In the following years Marc Steculorum would focus his work on his immediate environment. In a series called RUPEL, he photographed his place of youth, the region of the river Rupel, once a bustling industrial area, but now in the eighties in a state of paralysis, decay and slow mutation.
The highway connecting Brussels and Antwerp, the A12, was the subject of his next series. This stretch of asphalt between Belgium’s two largest cities, gave the photographer the opportunity to photograph his own Americana, without crossing the Atlantic.
In ATOMIUM, 1989 Steculorum experimented with the 8 X 10 camera and a wide-angle lens to show the interior of the Atomium, Belgium’s best known monument, built for the World Exposition in 1958. Once a symbol for a belief in progress through science and technique, the dilapidated structure sent a completely different message from the one it was originally meant to convey.
Around the same time he photographed the BERENDRECHT-lock in the Antwerp port, at that time the largest lock in the world. The photos in the series show the concrete artifact in all its immensity, just before the water was brought in.

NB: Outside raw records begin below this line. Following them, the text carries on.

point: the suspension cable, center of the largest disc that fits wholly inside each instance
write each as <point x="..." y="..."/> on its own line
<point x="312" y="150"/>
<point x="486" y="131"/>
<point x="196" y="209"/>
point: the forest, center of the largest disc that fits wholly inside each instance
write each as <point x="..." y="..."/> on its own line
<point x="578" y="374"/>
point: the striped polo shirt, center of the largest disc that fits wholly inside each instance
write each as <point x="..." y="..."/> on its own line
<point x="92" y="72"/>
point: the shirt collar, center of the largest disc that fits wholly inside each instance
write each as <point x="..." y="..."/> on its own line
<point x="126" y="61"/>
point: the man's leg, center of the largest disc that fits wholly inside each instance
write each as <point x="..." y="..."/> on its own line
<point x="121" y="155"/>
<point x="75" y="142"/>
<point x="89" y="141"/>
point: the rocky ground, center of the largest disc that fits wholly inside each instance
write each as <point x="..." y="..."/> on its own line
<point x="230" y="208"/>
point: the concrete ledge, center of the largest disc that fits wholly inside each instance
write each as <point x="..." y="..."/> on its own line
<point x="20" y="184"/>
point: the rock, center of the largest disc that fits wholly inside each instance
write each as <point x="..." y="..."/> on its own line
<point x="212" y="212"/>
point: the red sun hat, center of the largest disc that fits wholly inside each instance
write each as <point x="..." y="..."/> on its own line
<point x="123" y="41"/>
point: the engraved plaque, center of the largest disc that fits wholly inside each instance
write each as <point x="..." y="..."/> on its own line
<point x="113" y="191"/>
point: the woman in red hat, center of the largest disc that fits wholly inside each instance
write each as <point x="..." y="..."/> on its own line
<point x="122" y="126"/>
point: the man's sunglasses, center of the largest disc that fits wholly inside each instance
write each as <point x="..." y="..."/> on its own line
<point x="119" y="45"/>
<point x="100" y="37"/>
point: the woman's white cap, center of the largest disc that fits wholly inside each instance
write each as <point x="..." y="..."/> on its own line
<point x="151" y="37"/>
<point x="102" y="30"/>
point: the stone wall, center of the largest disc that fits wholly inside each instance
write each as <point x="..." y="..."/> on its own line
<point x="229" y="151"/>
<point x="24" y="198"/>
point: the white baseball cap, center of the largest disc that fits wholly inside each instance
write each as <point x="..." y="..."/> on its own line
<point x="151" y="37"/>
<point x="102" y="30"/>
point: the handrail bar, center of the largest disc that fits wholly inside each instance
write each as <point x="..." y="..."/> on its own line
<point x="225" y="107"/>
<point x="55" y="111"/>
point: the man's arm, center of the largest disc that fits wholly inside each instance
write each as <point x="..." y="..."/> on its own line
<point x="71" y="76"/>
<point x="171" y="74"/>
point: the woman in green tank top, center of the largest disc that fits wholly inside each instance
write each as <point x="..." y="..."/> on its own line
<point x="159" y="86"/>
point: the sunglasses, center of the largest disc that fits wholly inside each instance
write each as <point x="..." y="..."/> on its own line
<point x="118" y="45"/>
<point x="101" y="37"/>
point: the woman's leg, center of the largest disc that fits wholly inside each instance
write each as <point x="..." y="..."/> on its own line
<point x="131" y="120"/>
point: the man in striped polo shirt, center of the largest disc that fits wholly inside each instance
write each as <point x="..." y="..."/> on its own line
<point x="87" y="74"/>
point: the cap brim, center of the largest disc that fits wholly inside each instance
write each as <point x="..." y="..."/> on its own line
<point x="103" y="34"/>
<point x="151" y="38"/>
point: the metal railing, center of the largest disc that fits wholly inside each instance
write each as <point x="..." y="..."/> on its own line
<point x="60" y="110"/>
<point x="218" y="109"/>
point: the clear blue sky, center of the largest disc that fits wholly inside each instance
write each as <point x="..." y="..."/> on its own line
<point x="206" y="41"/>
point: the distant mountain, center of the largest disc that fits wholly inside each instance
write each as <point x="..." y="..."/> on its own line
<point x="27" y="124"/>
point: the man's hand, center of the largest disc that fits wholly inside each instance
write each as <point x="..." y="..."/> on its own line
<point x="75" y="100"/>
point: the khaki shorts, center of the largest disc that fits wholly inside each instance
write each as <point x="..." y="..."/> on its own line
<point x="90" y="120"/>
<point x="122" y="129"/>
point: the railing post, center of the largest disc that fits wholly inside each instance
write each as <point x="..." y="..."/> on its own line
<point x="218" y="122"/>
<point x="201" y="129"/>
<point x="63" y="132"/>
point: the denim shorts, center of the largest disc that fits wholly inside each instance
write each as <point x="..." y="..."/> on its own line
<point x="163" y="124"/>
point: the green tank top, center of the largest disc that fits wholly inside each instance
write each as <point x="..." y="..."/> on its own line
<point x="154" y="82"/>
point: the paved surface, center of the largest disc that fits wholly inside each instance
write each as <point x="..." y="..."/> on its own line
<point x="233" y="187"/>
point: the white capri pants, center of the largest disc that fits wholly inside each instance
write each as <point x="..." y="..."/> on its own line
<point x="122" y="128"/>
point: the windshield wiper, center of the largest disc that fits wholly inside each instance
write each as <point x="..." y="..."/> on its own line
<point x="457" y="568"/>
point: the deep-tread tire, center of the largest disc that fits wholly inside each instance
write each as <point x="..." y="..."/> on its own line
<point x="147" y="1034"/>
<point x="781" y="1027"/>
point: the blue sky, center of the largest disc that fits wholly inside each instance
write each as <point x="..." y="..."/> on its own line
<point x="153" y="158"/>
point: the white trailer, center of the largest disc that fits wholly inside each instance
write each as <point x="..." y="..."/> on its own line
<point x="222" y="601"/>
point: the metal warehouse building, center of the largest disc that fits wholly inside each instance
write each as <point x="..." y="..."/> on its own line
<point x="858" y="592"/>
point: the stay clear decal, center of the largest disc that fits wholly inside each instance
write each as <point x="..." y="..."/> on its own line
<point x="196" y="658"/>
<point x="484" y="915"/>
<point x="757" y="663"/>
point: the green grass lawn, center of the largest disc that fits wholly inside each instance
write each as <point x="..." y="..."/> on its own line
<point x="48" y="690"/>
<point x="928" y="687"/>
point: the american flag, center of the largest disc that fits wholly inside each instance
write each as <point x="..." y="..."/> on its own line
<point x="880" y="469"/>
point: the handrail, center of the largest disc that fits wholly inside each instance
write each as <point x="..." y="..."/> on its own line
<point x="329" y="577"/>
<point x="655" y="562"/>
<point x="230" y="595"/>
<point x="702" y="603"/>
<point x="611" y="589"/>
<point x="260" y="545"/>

Continuing his work with the large format camera and the wide angle lens, Steculorum showed in a series of night images the slow (and highly disputed) demolition of one of Antwerp’s most iconic buildings, the ENTREPOT. (1992- 1993) Ten years later he photographed the city of Antwerp, during the night, for a commisioned project around the Renaissance architect Vredeman de Vries. The photos were shown in the Royal Museum of Fine Arts in Antwerp.
In the spring of 1993 he started working on a series of photos showing the landscape and the people within the landscape during the Classics, the important bicycle races held in Belgium, France and Italy. For the photographer, the challenge was to work with the slow 8 X 10 camera in a situation that was rapidly changing, focussing on the people at the side of the road awaiting for the passage of the riders. This resulted in the series WIELERVOLK (1993- 2004), which was adapted not only into a book but also a range of simultaneous exhibitions in several Flemish cities.
Commisioned by the Province of Antwerp in 1999, Marc Steculorum made a series of photos in different schools, resulting in an exposition in the Antwerp Fotomuseum and also a book that he entitled SCHOOLBLUES.
In Greece, 2007 Marc Steculorum photographed the aftermath of the massive forest fires of the previous summer. The quiet, stark images of WINTER IN ZACHARO depict a landscape that seems beyond redemption.
Over the years Steculorum worked in his homeland, Belgium, a country politically and culturally divided, a land of contrasts (sic) par excellence, with a rich history and an present that seems at the same time surrealistic but also quiet banal. Marc Steculorum tries in this series BINNENLAND to combine all these elements.
Since 2007, Steculorum resides part-time in Italy, where he records the small things of every day life, in a series of photos called LITTLE ITALY.